Libre France 2018 – 100min.
Critique du film
Dans la vallée, oh oh, de Roya, lalilala
Dans la vallée de la Roya, l’agriculteur Cédric Herrou aide des migrants en grande difficulté à passer en France, en leur fournissant un abri temporaire et une aide administrative. Problème : son action gêne le pouvoir en place, qui cherche à y mettre un terme.
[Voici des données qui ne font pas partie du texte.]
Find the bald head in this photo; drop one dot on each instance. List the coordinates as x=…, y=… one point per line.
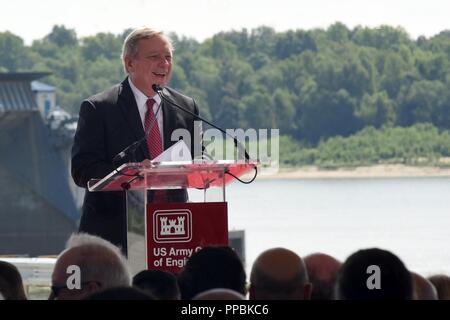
x=101, y=265
x=322, y=271
x=279, y=274
x=423, y=288
x=219, y=294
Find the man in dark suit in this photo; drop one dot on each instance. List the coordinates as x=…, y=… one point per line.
x=112, y=120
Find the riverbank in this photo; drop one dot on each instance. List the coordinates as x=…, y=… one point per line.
x=376, y=171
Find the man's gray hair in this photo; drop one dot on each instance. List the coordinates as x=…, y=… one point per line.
x=130, y=45
x=100, y=260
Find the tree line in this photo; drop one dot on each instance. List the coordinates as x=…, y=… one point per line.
x=324, y=88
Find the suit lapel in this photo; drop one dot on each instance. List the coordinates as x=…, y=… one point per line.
x=127, y=103
x=171, y=119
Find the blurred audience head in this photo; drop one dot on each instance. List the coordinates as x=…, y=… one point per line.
x=219, y=294
x=442, y=284
x=88, y=264
x=120, y=293
x=373, y=274
x=161, y=284
x=11, y=285
x=279, y=274
x=423, y=288
x=209, y=268
x=322, y=272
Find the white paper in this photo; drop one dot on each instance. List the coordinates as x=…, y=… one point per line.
x=178, y=152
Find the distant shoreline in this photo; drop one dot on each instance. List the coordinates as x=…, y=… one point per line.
x=376, y=171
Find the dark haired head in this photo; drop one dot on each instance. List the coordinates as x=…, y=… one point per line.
x=212, y=267
x=365, y=268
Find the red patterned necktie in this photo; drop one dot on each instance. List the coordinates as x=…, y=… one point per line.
x=154, y=142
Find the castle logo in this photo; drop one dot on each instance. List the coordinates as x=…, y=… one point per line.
x=172, y=225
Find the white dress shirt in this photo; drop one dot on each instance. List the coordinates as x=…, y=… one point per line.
x=141, y=101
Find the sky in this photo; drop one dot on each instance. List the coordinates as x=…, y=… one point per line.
x=201, y=19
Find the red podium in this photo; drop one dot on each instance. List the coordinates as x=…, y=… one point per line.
x=163, y=236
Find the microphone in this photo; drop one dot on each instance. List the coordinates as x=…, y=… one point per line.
x=131, y=149
x=237, y=144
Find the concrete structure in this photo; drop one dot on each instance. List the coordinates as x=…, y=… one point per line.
x=37, y=206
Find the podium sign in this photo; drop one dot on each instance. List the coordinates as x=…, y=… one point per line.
x=174, y=231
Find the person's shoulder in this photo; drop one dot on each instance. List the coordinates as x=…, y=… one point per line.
x=107, y=96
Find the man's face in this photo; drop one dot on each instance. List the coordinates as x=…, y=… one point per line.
x=151, y=65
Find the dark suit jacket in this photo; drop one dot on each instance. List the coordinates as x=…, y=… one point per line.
x=108, y=123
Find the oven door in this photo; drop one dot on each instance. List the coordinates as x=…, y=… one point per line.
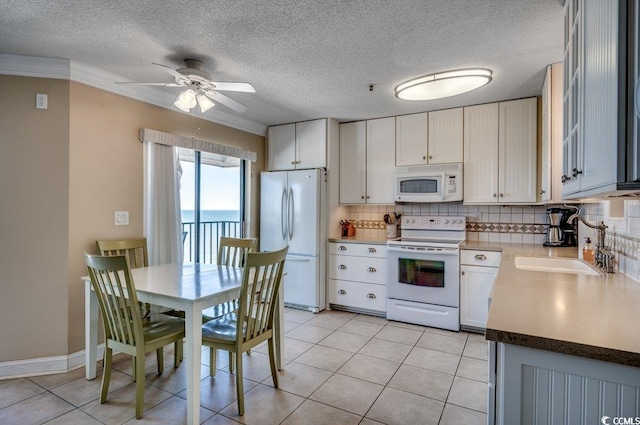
x=425, y=275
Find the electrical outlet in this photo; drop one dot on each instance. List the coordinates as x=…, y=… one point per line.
x=121, y=218
x=42, y=101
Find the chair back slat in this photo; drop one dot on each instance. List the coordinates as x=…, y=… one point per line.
x=112, y=282
x=134, y=249
x=233, y=251
x=262, y=276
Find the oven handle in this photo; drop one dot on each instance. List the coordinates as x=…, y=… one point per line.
x=414, y=252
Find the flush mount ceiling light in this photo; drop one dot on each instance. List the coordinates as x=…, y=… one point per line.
x=443, y=84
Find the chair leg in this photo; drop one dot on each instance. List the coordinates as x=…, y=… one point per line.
x=139, y=385
x=177, y=351
x=231, y=362
x=272, y=361
x=212, y=361
x=106, y=374
x=160, y=360
x=239, y=386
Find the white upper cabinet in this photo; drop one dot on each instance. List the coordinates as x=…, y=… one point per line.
x=517, y=148
x=481, y=154
x=411, y=139
x=550, y=168
x=353, y=162
x=282, y=147
x=446, y=131
x=380, y=160
x=429, y=138
x=367, y=152
x=297, y=146
x=500, y=152
x=311, y=143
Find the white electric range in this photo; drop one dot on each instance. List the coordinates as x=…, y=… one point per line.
x=424, y=271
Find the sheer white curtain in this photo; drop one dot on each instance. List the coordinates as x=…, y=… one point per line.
x=162, y=219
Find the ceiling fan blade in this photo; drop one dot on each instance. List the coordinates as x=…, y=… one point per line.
x=152, y=84
x=179, y=77
x=227, y=101
x=227, y=86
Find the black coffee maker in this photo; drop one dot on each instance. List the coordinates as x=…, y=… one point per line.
x=560, y=231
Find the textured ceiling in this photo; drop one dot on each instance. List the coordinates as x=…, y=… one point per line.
x=306, y=59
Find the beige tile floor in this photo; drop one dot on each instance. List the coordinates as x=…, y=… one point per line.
x=341, y=368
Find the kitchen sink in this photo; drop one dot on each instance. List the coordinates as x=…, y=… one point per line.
x=558, y=265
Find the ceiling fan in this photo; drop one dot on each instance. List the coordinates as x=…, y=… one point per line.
x=200, y=89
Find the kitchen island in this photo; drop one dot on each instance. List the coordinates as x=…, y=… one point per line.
x=565, y=348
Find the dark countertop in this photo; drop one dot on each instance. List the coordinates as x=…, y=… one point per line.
x=587, y=316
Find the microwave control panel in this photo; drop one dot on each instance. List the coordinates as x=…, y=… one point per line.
x=434, y=223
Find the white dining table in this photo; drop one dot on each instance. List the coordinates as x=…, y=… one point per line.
x=192, y=288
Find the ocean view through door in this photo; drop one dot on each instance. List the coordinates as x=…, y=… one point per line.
x=211, y=194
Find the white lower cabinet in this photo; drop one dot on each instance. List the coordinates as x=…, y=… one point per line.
x=478, y=272
x=358, y=276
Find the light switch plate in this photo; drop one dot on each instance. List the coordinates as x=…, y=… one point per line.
x=121, y=218
x=42, y=101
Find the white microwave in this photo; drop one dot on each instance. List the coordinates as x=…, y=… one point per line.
x=428, y=183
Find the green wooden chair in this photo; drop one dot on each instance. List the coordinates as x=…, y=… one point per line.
x=252, y=323
x=122, y=321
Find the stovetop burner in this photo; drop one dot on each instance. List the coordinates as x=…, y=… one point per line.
x=433, y=231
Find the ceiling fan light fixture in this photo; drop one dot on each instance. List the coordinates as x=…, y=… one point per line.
x=186, y=100
x=443, y=84
x=204, y=102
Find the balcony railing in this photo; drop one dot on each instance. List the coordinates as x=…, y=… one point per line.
x=210, y=233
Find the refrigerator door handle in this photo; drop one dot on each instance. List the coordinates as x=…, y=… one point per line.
x=283, y=209
x=291, y=213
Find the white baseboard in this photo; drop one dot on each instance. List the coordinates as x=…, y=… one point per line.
x=44, y=365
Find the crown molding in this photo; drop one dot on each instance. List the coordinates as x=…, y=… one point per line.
x=29, y=66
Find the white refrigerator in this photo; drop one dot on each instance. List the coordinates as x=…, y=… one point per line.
x=292, y=212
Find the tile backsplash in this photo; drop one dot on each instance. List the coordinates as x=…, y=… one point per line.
x=622, y=234
x=515, y=224
x=487, y=223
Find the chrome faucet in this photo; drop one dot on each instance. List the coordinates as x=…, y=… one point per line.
x=603, y=255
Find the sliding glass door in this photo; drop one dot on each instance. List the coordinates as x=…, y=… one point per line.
x=211, y=198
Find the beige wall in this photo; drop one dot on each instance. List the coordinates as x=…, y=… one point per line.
x=83, y=163
x=34, y=218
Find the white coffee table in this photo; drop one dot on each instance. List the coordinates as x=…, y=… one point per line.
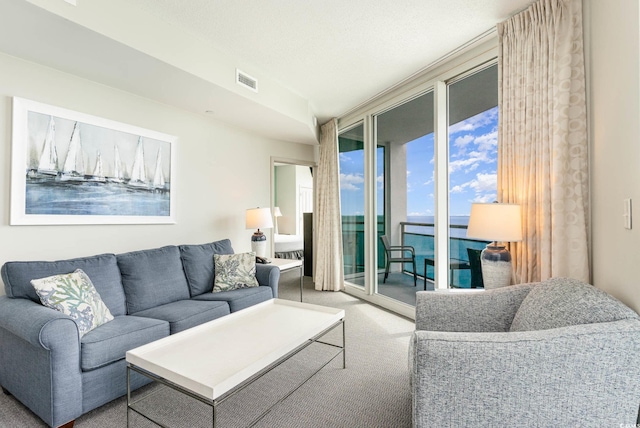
x=212, y=361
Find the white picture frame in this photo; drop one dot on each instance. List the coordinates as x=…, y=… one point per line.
x=69, y=167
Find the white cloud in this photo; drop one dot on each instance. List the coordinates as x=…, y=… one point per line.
x=488, y=141
x=485, y=183
x=343, y=157
x=462, y=141
x=486, y=198
x=351, y=181
x=482, y=184
x=475, y=122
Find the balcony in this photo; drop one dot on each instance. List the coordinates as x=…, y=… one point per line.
x=399, y=284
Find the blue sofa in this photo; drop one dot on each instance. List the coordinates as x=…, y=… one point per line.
x=151, y=294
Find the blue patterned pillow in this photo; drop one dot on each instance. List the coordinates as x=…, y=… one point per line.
x=74, y=294
x=234, y=271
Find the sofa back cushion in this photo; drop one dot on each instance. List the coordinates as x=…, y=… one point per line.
x=199, y=267
x=561, y=302
x=152, y=278
x=101, y=269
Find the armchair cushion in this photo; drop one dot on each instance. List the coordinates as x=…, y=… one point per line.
x=561, y=302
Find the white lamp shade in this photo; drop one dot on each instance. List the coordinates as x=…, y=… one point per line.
x=495, y=222
x=259, y=218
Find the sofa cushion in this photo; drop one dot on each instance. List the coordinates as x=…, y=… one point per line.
x=73, y=294
x=241, y=298
x=102, y=269
x=152, y=278
x=109, y=342
x=185, y=314
x=561, y=302
x=234, y=271
x=198, y=264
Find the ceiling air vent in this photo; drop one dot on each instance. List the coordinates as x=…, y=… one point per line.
x=247, y=81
Cédric Herrou a beau revendiquer ne pas faire de politique, il est devenu le visage d’une cause : celle des migrants. Ceux-ci passent régulièrement la frontière franco-italienne par la vallée de la Roya, où habite l’agriculteur, qui leur donne un refuge temporaire et ce malgré le fait que le pouvoir en place considère son action comme illégale. Une situation tendue qui a vivement intéressé le cinéaste Michel Toesca, qui a décidé de lui consacrer le présent documentaire, Libre.
Dans le jardin de Cédric Herrou, il y a toujours plusieurs dizaines de migrants, parfois même plus d’une centaine. Des gens qui fuient leur pays, ont traversé des zones de guerre, perdu des proches et qui pourraient témoigner de l’horreur abjecte et de l’inhumanité du monde. Michel Toesca ne nous accordera pourtant que quelques instants avec deux d’entre eux. L’un, visiblement encore un peu hagard, a fui Boko Haram et très certainement perdu son frère. Il s’exprime librement et son récit est déchirant. Le second, en revanche, réserve une surprise de taille au spectateur... mais aussi au réalisateur : il est clandestin, et pourtant, il affirme qu’il est nécessaire que la France ferme ses frontières.
Étonnante contradiction mais peu importe : il sera promptement et paternellement contredit. Michel Toesca corrige immédiatement et hors champ le migrant, non, ce n’est pas comme ça, c’est comme ça, ton réel est faux, mon réel est vrai. Ce n’est qu’une scène, et pourtant, elle catalyse l’ensemble de ce qui fait de Libre un nid à problèmes. Plutôt que de laisser le lieu s’exprimer à la manière d’un Wiseman, plutôt que d’interroger à la manière d’un Marker, ou plutôt que de donner le pouvoir de s’exprimer à autrui à la manière d’un Rouch, la démarche de Michel Toesca semble extrêmement rigide et cloisonnée, ne prenant que ce qui l’implique (et cela comprend une scène où il se raconte ivre face à la caméra, place qu’il aurait pu accorder à un migrant peut être) et corrigeant le reste par ses interventions plutôt que d’interpréter le réel.
Critiquable dans sa démarche, Libre donne également constamment l’impression de se tromper de sujet, et c’est paradoxalement lorsque le film s’intéresse le moins à Cédric Herrou qu’il est le plus fort et le plus cinégénique. Outre les migrants, malheureusement presque figurants, Libre réussit sans le vouloir à filmer la menace de l’uniforme, celui des gendarmes mais aussi des cols blancs. Le caractère menaçant et violent des figures d’autorité piétinant le droit est renforcé par le cadre, qui en fait des ombres aussi glaçantes que fugaces, spectres captés à la lisière du hors-champ. Une menace qui ne cessera de croître jusqu’à l’explosion lors d’une terrible confrontation avec une avocate en fin de film.
Pourtant, si beau soit le sujet, si choquante et scandaleuse soit la situation décrite par le film, et particulièrement le comportement des autorités françaises, si xénophobe et raciste soit cette politique de la crise des migrants, si courageuse et louable soit l’action de Cédric Herrou ; si tout cela mérite d’être raconté, rien n’est plus inutile et stérile qu’un film dont la démarche intellectuelle est si pauvre, faisant à peine l’effort d’accorder de l’individualité à la masse des migrants pour mieux se rabattre et glorifier des icônes.
En bref ! un « reportage en immersion » réussi, un film « utile et humaniste », et pourtant un documentaire en surface complètement à côté de la plaque. Le schtroumpf à lunettes à encore frappé.